Jeudi 14 octobre 2020, 15 h 02
Miranda fronça du nez lorsqu'elle entra à l'intérieur du chapiteau. Comme elle s'en doutait, pour donner l'impression d'être dans un vrai chapiteau, les concepteurs du bâtiment avaient oublié les fenêtres, remplacées par une ventilation intérieure qui ne fonctionnait plus depuis la Marée Rouge. Cela permettait certes de gagner de la place, mais venait en contrepartie avec un plafond vert de moisissure et une odeur abominable, qui émanait très certainement de l'habitant des lieux. Avec l'apocalypse, l'accès aux toilettes ou aux douches s'était fait rare.

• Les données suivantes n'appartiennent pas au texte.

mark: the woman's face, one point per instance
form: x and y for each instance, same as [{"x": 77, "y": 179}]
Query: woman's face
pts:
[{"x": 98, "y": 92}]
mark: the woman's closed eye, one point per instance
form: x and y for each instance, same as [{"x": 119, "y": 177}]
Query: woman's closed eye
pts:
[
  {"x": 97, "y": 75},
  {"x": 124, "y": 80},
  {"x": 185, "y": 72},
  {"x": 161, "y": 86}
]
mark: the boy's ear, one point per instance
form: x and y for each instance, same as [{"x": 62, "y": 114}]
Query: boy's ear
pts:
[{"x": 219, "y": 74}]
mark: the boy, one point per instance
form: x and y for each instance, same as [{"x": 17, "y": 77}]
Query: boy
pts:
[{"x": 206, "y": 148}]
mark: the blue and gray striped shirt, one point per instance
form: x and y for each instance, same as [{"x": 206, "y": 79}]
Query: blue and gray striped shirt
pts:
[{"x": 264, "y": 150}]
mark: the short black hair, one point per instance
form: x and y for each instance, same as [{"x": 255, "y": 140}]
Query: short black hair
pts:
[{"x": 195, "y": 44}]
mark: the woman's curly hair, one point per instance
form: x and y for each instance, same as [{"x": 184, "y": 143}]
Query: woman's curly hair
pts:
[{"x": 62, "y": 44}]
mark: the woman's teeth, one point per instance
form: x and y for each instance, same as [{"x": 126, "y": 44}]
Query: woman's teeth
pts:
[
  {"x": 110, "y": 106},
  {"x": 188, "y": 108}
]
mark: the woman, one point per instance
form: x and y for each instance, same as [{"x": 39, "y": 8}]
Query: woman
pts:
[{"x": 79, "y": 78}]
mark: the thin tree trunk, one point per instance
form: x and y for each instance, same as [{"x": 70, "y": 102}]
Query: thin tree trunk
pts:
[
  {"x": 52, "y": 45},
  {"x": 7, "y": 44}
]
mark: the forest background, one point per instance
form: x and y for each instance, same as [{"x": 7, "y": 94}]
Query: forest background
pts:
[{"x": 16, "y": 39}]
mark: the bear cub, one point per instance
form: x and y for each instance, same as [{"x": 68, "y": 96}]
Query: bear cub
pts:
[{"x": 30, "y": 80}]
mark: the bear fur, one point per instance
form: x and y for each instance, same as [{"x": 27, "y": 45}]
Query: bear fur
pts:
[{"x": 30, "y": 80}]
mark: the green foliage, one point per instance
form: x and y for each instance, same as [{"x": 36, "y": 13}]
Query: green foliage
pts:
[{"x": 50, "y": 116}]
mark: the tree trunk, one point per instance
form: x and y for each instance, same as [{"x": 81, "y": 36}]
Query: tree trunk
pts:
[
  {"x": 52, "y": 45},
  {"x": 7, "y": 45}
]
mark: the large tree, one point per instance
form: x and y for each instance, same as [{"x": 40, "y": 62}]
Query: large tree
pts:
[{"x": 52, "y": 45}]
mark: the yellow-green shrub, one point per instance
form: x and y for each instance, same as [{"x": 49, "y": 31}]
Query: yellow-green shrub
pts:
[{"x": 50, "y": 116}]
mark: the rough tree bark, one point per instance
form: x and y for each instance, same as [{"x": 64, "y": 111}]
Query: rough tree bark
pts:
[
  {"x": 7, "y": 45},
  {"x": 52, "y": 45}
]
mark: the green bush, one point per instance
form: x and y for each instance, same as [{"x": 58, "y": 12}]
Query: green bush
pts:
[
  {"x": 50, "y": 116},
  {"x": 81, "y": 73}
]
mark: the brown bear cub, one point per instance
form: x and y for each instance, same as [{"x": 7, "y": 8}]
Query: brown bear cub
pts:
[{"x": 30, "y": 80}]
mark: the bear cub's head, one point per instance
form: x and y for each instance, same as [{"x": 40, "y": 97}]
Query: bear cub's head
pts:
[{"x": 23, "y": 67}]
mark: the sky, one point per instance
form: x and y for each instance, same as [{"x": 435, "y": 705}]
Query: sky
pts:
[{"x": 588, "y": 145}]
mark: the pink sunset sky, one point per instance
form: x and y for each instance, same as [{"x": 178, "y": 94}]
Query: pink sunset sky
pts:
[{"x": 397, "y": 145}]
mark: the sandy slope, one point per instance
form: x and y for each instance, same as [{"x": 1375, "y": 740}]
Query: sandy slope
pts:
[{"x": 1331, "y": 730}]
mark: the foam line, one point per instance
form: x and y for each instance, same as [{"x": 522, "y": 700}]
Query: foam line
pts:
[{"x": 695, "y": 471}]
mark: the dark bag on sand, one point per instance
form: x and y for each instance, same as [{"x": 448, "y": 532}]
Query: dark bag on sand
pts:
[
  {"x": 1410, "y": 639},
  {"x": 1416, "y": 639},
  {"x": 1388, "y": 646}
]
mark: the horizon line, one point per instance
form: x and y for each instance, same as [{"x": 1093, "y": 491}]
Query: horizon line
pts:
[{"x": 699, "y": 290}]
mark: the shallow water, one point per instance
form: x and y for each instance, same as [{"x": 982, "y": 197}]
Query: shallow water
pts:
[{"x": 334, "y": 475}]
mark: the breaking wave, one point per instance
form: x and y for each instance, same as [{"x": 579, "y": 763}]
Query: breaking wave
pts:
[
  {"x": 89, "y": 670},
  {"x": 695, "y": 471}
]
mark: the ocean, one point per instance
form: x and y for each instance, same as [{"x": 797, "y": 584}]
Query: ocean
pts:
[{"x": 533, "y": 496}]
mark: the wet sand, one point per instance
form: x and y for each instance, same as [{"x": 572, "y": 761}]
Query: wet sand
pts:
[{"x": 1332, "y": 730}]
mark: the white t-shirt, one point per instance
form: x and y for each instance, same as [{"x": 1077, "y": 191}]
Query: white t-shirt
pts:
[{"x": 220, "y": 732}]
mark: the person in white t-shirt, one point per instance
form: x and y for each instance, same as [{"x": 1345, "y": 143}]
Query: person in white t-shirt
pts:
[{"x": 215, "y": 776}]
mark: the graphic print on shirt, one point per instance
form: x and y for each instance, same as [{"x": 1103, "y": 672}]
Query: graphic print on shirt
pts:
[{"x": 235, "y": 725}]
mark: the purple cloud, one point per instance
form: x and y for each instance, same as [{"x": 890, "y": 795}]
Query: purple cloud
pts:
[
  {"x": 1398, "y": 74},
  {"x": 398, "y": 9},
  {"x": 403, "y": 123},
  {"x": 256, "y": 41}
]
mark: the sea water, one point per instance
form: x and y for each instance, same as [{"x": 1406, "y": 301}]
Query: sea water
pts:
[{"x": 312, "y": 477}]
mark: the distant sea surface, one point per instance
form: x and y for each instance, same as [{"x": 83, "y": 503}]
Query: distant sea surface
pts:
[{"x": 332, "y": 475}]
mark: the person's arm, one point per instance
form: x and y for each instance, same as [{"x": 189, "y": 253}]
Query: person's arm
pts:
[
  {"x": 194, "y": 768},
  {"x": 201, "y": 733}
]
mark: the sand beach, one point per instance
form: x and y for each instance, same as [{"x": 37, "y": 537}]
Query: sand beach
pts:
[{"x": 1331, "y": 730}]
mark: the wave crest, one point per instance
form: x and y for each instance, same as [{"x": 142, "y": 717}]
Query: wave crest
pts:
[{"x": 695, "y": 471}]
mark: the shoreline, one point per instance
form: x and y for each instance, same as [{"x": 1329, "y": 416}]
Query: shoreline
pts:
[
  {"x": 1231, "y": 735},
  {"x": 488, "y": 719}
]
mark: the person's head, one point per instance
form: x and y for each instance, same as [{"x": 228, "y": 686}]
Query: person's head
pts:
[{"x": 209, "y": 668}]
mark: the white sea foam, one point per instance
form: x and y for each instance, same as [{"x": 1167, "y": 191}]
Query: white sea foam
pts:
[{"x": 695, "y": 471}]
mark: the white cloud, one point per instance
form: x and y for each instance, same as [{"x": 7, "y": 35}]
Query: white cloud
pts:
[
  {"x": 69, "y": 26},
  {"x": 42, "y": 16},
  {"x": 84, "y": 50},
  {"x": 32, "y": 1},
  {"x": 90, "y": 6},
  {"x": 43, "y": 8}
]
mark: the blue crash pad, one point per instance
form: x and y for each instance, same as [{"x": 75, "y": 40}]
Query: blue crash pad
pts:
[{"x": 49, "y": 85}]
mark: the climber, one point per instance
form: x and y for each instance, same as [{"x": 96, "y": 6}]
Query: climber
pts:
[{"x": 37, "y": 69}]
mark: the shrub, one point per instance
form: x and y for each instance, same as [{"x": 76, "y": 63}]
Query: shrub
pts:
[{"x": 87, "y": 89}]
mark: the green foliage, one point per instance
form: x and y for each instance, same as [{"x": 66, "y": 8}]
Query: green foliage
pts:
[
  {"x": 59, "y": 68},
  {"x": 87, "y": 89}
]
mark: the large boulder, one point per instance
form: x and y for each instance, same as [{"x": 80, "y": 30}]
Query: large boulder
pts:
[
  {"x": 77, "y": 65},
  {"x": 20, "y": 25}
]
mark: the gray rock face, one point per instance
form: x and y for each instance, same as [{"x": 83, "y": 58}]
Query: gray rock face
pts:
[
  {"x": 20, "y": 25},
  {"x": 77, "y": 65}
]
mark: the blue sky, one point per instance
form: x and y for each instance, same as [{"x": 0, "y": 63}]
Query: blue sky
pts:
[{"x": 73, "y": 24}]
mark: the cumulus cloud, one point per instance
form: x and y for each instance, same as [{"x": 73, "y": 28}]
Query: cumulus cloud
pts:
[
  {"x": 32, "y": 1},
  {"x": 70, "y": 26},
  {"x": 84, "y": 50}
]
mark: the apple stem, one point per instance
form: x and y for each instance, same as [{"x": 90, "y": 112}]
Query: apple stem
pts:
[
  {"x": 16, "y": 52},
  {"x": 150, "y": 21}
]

Miranda prit sur elle pour ne pas le montrer. Elle avait besoin d'informations, et hurler que leur nouveau contact puait la mort n'aiderait pas ses affaires. Elle se contenta d'un regard de détresse tourné vers Bernard, qui s'excusa d'un haussement d'épaules. Les jumelles, elles, avaient déjà pris leurs aises. Elles s'étaient installées sur un vieux canapé pour fouiller ce qui lui sembla être un album de cartes Pokémon. Elle prit une inspiration. Qui préférait sauver ses cartes Pokémon en pleine apocalypse ?
Frédéric, de toute évidence. Sa tanière criait cosplay et animes. Les murs étaient tapissés de posters humides de personnages féminins déguisés en... tanks. Des boîtes de conserve, certaines pleines, d'autres vides, étaient entassées dans un coin. Macron les renifla et ne put retenir un haut-le-coeur, ce qui confirma à Miranda de ne pas y toucher. Elles se trouvaient devant un tas de vêtements qui semblait provenir des magasins du parc, en juger par la présence de Maya l'Abeille sur une grande partie d'entre eux. Une armoire contenait des tas de comics, soigneusement rangés, en face d'un bureau à peine perceptible tellement il était rempli de déchets. Sans doute là où il vivait le plus, en déduisit-elle. De nombreuses figurines jonchaient un espace de travail encombré au milieu duquel trônait le matériel pour faire fonctionner la radio promise par Bernard.
— Installez-vous là où vous voulez ! les encouragea Frédéric. C'est petit, mais en se serrant, on a déjà réussi à faire dormir vingt personnes ici !
Super. Cette pièce était un risque sanitaire à elle toute seule. Miranda se crispa légèrement et resta loin des murs et du canapé. Elle préférait rester debout. Leur hôte ne s'en offusqua pas et s'affala dans son fauteuil de bureau qui plia dangereusement sous l'effort. Nerveux, il attrapa un pot de cornichons vide et but le vinaigre aigre-doux d'une traite, sous le regard consterné de la jeune femme, qui se demandait sur quel individu elle avait encore eu la malchance de tomber.
— Donc... Bernard m'a dit que vous aviez perdu quelqu'un et que ma radio peut vous aider à la retrouver, c'est ça ?
— Oui, mon amie, Louise. Elle a disparu après l'éboulement d'un phare il y a quelques jours. Je ne l'ai pas trouvée dans les décombres, et j'espère qu'elle se trouve sur la route. Je sais que les chances qu'elle reçoive le message sont minces, mais je n'ai pas exactement d'autres options.
— Je vois. Eh bien... Je peux le faire, mais pas gratuitement.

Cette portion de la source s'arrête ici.